Well, why did I remember the narrowing of consciousness? Yes, because a person who fell into the trap of “pre-suicide” felt God-delivered and this absolute vacuum of loneliness. Loneliness – whatever his good Horatio was somewhere behind the scenes, or behind the scenes, whatever his responsibility for loved ones. The human in a person turns him into a complete egoist, into a deprived baby, able to feel love only through direct stroking, and not through complex reflections, to which there are no more forces.

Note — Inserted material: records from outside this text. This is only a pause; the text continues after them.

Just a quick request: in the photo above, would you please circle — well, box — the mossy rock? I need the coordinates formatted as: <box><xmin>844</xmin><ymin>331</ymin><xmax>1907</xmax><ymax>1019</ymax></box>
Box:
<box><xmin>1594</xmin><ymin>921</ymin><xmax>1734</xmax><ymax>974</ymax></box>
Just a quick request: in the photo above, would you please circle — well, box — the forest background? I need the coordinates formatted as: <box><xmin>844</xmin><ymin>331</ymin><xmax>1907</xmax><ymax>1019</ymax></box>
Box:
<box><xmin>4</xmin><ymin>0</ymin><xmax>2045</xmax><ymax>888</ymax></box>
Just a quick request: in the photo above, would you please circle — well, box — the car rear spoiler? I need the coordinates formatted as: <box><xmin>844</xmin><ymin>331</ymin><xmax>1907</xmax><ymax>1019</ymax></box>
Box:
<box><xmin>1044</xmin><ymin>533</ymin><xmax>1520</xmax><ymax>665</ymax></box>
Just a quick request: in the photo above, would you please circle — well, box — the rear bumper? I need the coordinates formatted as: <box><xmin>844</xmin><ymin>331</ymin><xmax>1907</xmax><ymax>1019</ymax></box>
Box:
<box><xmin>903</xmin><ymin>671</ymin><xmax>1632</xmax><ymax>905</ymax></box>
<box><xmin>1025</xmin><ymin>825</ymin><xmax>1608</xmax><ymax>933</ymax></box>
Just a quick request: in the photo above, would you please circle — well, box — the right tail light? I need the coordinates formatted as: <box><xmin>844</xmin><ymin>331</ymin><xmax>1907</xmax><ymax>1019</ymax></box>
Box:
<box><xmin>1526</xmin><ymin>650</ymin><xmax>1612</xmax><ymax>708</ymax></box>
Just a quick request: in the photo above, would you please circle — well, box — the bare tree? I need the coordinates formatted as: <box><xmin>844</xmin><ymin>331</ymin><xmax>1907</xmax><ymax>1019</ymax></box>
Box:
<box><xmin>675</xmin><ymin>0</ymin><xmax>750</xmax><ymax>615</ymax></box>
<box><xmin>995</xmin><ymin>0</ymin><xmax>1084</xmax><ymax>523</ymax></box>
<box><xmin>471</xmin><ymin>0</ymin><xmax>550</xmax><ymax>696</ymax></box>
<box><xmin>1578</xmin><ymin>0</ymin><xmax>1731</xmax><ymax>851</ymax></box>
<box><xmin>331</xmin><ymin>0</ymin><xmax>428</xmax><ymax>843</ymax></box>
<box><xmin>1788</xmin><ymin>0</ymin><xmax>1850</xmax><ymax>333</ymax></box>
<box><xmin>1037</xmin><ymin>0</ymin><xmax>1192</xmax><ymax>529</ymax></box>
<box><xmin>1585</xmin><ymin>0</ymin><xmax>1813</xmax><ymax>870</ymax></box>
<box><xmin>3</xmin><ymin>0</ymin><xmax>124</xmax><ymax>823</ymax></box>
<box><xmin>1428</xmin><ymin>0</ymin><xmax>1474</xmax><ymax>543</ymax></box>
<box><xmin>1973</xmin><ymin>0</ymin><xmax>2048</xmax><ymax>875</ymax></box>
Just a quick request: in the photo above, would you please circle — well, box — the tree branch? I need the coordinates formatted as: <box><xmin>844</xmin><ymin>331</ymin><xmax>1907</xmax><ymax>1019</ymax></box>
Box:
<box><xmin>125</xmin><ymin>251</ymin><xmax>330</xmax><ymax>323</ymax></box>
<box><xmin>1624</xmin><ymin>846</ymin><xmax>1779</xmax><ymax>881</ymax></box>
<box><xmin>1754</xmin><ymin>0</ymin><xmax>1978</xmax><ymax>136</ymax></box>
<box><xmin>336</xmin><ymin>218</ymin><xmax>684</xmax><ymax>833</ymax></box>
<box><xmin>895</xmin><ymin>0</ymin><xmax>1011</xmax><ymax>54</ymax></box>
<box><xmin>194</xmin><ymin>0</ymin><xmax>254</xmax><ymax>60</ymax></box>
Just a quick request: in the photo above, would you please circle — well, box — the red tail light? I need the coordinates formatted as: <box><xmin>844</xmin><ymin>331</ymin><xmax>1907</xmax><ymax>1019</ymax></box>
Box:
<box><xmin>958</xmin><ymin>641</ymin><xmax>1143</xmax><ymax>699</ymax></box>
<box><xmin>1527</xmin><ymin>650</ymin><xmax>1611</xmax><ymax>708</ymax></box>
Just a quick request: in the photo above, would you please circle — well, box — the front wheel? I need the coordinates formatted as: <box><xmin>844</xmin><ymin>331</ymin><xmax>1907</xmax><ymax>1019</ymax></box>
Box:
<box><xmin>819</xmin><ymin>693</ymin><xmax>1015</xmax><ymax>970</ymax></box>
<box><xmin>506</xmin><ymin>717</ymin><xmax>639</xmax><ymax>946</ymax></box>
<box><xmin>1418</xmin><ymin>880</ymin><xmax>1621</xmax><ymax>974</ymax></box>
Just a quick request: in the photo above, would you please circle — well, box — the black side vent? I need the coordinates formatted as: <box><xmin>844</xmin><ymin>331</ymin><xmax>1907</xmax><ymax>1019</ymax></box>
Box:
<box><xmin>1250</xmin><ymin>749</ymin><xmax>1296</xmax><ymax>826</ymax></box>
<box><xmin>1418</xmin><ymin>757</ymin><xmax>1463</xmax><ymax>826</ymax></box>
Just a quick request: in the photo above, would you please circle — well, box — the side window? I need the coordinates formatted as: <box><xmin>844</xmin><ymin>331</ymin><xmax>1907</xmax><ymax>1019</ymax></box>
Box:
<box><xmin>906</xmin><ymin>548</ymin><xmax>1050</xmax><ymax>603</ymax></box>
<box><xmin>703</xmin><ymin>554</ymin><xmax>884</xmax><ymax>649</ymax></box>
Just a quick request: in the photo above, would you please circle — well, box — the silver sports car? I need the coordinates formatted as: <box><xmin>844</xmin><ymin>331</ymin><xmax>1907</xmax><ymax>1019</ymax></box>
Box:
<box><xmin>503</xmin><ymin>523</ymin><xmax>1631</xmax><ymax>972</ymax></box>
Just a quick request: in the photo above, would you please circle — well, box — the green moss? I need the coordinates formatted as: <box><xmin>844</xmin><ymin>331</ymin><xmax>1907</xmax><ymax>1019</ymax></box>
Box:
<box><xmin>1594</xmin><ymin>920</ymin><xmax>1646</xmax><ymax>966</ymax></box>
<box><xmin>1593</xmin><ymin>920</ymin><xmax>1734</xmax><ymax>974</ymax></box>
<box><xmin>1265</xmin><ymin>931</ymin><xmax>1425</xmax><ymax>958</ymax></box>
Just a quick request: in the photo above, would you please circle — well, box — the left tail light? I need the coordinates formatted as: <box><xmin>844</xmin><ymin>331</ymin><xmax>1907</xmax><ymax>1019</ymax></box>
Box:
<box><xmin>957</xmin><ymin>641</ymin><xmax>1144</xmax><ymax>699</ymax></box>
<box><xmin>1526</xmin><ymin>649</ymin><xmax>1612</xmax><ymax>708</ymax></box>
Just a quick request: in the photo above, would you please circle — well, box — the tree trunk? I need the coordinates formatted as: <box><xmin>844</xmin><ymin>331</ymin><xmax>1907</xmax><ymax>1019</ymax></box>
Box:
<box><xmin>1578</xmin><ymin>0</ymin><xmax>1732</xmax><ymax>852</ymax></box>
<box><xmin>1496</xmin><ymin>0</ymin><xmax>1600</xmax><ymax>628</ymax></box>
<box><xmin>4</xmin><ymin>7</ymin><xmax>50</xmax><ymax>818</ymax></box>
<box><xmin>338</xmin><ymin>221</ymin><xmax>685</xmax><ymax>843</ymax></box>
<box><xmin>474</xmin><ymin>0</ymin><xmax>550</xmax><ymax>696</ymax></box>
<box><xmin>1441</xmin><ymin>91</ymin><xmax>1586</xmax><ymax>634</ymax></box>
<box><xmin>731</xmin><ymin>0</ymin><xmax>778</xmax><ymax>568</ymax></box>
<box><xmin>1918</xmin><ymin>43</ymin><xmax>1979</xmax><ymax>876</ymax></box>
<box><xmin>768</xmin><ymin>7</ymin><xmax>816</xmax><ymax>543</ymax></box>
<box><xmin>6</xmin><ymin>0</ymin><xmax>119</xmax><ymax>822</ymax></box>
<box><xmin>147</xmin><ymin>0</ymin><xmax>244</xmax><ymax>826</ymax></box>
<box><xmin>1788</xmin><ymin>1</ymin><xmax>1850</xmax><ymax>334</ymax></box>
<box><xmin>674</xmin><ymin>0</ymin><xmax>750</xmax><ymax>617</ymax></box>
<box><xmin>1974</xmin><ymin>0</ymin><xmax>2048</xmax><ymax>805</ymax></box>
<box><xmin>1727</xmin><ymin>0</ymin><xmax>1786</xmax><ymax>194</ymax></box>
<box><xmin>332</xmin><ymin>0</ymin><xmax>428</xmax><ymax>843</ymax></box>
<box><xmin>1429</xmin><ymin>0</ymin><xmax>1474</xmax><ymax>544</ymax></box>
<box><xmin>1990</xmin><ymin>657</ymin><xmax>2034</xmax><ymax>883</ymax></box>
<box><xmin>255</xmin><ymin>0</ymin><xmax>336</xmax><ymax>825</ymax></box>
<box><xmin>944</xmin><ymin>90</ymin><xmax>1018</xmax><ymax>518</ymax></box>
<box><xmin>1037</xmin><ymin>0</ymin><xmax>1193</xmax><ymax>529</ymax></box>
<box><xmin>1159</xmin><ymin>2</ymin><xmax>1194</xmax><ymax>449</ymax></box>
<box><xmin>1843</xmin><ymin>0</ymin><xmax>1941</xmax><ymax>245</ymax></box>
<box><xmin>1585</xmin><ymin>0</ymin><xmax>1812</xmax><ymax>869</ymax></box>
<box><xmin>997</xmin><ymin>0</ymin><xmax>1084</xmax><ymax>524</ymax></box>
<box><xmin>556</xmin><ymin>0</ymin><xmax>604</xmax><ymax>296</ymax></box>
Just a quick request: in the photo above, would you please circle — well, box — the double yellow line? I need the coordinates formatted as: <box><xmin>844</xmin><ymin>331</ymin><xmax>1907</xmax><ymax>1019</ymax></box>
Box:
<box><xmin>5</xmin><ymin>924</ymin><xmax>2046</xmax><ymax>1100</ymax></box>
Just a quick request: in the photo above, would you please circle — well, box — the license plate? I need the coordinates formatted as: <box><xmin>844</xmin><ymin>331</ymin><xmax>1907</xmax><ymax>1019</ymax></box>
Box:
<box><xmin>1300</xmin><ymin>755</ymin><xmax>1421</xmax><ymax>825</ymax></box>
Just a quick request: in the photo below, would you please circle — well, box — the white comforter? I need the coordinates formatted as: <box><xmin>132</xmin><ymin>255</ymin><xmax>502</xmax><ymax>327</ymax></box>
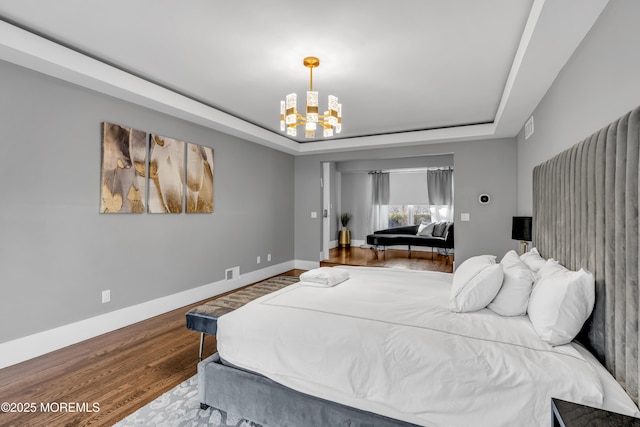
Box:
<box><xmin>217</xmin><ymin>267</ymin><xmax>635</xmax><ymax>426</ymax></box>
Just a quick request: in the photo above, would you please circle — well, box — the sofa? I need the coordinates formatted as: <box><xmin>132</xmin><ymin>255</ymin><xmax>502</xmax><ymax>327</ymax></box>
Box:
<box><xmin>366</xmin><ymin>221</ymin><xmax>454</xmax><ymax>259</ymax></box>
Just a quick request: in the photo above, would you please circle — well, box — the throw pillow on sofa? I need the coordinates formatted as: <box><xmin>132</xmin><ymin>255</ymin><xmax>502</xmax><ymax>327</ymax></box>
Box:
<box><xmin>432</xmin><ymin>222</ymin><xmax>448</xmax><ymax>238</ymax></box>
<box><xmin>417</xmin><ymin>222</ymin><xmax>435</xmax><ymax>236</ymax></box>
<box><xmin>441</xmin><ymin>222</ymin><xmax>452</xmax><ymax>240</ymax></box>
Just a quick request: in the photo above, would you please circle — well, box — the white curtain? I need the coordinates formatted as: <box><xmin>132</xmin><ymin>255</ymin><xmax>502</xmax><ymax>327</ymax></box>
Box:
<box><xmin>426</xmin><ymin>168</ymin><xmax>454</xmax><ymax>222</ymax></box>
<box><xmin>368</xmin><ymin>171</ymin><xmax>390</xmax><ymax>233</ymax></box>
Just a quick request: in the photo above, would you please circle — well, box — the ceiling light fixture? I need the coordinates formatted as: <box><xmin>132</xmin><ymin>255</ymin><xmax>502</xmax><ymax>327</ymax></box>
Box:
<box><xmin>280</xmin><ymin>56</ymin><xmax>342</xmax><ymax>139</ymax></box>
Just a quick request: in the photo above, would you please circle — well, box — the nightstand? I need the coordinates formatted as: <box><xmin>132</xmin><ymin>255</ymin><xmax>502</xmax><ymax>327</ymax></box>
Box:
<box><xmin>552</xmin><ymin>398</ymin><xmax>640</xmax><ymax>426</ymax></box>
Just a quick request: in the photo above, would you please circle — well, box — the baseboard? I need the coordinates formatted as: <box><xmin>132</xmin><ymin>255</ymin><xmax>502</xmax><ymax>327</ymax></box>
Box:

But the Christian in man, in my opinion, is stored somewhere in the subconscious, because – after all, he resists, even without being identified.

“It is better to put up with an unfamiliar evil than to flee to an unfamiliar one” and about “the fear of a country from which no one has returned” – this is said by a person, but God directs him, as far as He can do it where his kingdom is not, and tells in a language that is now available to humans.

It is a pity that Horatio did not hear these words, there was only hope for him, what if he suddenly translated Hamlet into his own language, Hamlet’s, but adult? But the tragedy is a tragedy, and dear William is not in abundance of blood, this is just the consequence and effect for the public, but it is deep inside, where there is a hellish war of a man with himself.

Besides Shakespeare’s plays, I love his sonnets no less. And one of them is already quoted directly by itself, the one that is the 66th. Well, let's say, in the statement of Pasternak:

“Being exhausted by everyone, I want to die.
Longing to watch the poor man toss
And as a rich man jokingly lives,
And to trust, and to get into trouble,
And watch the impudence creep into the light
And the honor of a girl is sinking down
And to know that there is no progress to perfection,
And see the power of weakness in captivity
And remember that thoughts are closed mouth,
And the mind blows stupid blasphemy
And straightforward simplicity is reputed
And kindness serves evil.
Being exhausted by everyone, I would not live a day,
Yes, it will be difficult for a friend without me. ”

Here I allowed myself a daring liberty, forgive me both the great dead, the word "Friend" to capitalize. You, of course, understand Who I am about.

Our beloved departed are all in Him. Well, somehow we would have to hope for a meeting and somehow not to miss forever.